The Emotional, Physical, and Social Impacts of Grief

There are many types of grief that people may experience, and it’s not widely known that grief can be present not only when someone passes away, but also in other common life circumstances. It may be challenging at first to know or label the feelings you’re experiencing, but here are some ways it may impact your life.

What is the Emotional Impact of Grief?

While there are three key emotional impacts of grief, everybody’s grief may show up in different ways. Some of the most common emotions a person may experience are denial, anger, guilt and sadness. You may feel angry that the loved one was taken away from you. There may be some feelings of guilt or some regrets that show up: could you have acted differently, or are there certain things you wish you could have said or done? This may extend to shame depending on what you perceive those feelings or actions say about you as a person. On top of anger or guilt that is directed inwards, you may experience some disenchantment or frustrations with your faith or beliefs about the world. It’s an unfortunate truth that bad things do happen to “good people,” and this can be hard to grapple with as we’re often taught the opposite through media or stories. Difficulties with accepting the loss are common as well. It may be that you experience feelings of denial, emotional numbness, and feel urges to busy yourself with other things to help you cope with the gravity of your feelings. You may have heard the adage, “what you resist, persists,” and this is the case with grief as well. What is important to know is that everybody grieves on their own time, and it may be that you are not ready to process or hold space for your feelings at this time. Practising observing your feelings with curiosity and doing your best to remain non-judgemental of yourself can help as you near the emotional process of exploring your emotions. While these are very big feelings to experience, grief and processing these thoughts are what is part of the human experience. Additionally, there can be emotional and psychological tolls on your mental well-being. Whether you have struggled in the past with anxiety, depression, or any other mental illnesses, feelings of loss can be emotionally exhausting. This can impact your ability to cope with some things that may have felt easier before you experienced the loss. Being aware that challenges in your life will come with ups and downs to your mental and psychological health can help weather the storm and stay with the belief that these feelings won’t last forever. You can consider reaching out to others to share what you’re going through, or reaching out to a therapist that can help you.

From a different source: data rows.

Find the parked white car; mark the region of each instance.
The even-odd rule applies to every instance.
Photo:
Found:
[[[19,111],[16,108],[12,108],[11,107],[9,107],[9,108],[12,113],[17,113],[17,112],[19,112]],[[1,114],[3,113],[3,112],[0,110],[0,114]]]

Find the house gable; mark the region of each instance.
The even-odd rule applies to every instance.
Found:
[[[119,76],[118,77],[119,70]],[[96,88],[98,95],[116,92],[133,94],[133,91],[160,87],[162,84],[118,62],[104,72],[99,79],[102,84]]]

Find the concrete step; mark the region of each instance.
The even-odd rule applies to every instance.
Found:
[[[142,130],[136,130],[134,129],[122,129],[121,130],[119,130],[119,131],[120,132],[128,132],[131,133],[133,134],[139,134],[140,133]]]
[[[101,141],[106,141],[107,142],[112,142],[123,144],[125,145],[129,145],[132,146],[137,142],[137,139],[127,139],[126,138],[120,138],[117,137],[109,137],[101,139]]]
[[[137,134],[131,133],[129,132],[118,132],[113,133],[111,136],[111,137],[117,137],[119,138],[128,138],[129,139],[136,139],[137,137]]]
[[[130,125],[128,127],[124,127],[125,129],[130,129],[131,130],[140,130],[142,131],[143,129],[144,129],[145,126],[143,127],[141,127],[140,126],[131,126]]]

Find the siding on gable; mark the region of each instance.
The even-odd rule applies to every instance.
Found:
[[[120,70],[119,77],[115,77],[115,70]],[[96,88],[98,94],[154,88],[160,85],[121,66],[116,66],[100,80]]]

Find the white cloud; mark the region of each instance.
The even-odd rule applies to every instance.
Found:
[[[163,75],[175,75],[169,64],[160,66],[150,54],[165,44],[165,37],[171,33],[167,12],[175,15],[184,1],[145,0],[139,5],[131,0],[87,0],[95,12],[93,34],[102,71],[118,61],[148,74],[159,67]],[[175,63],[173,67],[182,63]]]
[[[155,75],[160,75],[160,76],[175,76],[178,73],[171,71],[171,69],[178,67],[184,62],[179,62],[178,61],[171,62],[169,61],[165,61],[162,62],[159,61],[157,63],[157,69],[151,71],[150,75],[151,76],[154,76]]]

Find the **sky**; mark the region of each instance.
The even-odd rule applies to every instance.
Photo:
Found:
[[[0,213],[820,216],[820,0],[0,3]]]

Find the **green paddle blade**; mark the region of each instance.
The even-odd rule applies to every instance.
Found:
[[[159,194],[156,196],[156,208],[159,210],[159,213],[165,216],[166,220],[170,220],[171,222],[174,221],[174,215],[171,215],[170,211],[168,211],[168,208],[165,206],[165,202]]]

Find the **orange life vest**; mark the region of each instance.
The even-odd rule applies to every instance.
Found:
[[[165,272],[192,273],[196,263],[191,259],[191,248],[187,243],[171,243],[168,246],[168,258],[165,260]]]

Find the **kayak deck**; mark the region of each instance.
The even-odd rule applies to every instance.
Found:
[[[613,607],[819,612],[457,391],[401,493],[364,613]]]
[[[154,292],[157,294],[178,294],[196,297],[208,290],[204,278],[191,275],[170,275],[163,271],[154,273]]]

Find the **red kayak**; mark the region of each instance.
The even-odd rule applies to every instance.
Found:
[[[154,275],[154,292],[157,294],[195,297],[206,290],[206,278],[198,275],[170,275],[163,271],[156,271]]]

How Does Grief Manifest Physically?

Many people don’t realise the physical manifestations of grief that can come along with the emotional challenges. You may experience sleep disturbances or even changes in appetite – eating or sleeping much more or much less than you are used to. Along with sleep and appetite changes, grief can bring about fatigue, lack of energy, and even physical discomfort. It’s important to know that these physical changes will also abate over time. Adjusting your calendar and commitments can help with this, as your body will need time to rest and recover. Additionally, you may have an increased vulnerability to illness and a weakened immune system. Doing your best to get the rest you need, eating healthy, and taking other self-care steps to maintain your body can help you put your best foot forward as you process the loss.

How Does Grief Impact Someone Socially?

Along with mental and physical impacts from grieving, there may be some social impacts that affect you as you process this loss. You may feel an urge to isolate or withdraw from social activities. This can play in part to the above mentioned issues with energy – it may feel like socialising will be too much for you at this stage of the game. While it is important to be aware of your need for rest, it is just as important to be aware of your need for social support. When the time feels right, you could consider connecting with a few trusted friends or family members that are less likely to feel draining. Taking an internal inventory of how you feel before socialising compared to after socialising can help you monitor whether meeting with a loved one felt helpful or harmful. It may be that connection is what you need right now, but this may only come with time after you have taken space for yourself to be with yourself and your emotions. It also may be the case that you experience some relationships that get strained after a loss. It’s important to remember that while you may be experiencing anger, guilt, sadness, or other feelings, others are also experiencing complex emotions too. These emotions may come at odds, especially when those that are grieving around you are experiencing fatigue or don’t have the capacity to hold space for others’ pain at this painful juncture in their lives. Losing a loved one can be a tumultuous time, but it is often the case that this is just an ebb in the ebb-and-flow of relationships and life overall. Additionally, when things feel so raw and challenging, you may encounter discomfort or difficulties forming new connections. You may also feel apprehensive about trusting others as your mind sorts through these feelings of loss. This too is often a result of the big feelings you are experiencing and processing. Do your best to remember that this challenging time is temporary and apprehension towards forming new connections or relationships will likely abate.

Coping With Grief

While the changes that come after a loss are uncomfortable and unpleasant, it is important to remember that moments of grief are both universal as well as temporary. You may feel an urge to rush the grieving process, but these feelings want to be felt. If the opposite is true, it is important to remember that detaching from the pain does not mean you are detaching from the memories or the love you feel. As you move through acknowledging or accepting grief, building self-care strategies to prioritise your well-being, and eventually reaching out to loved ones and making new connections, you will come to realise that there will be a day when you feel a new sense of normal in your life.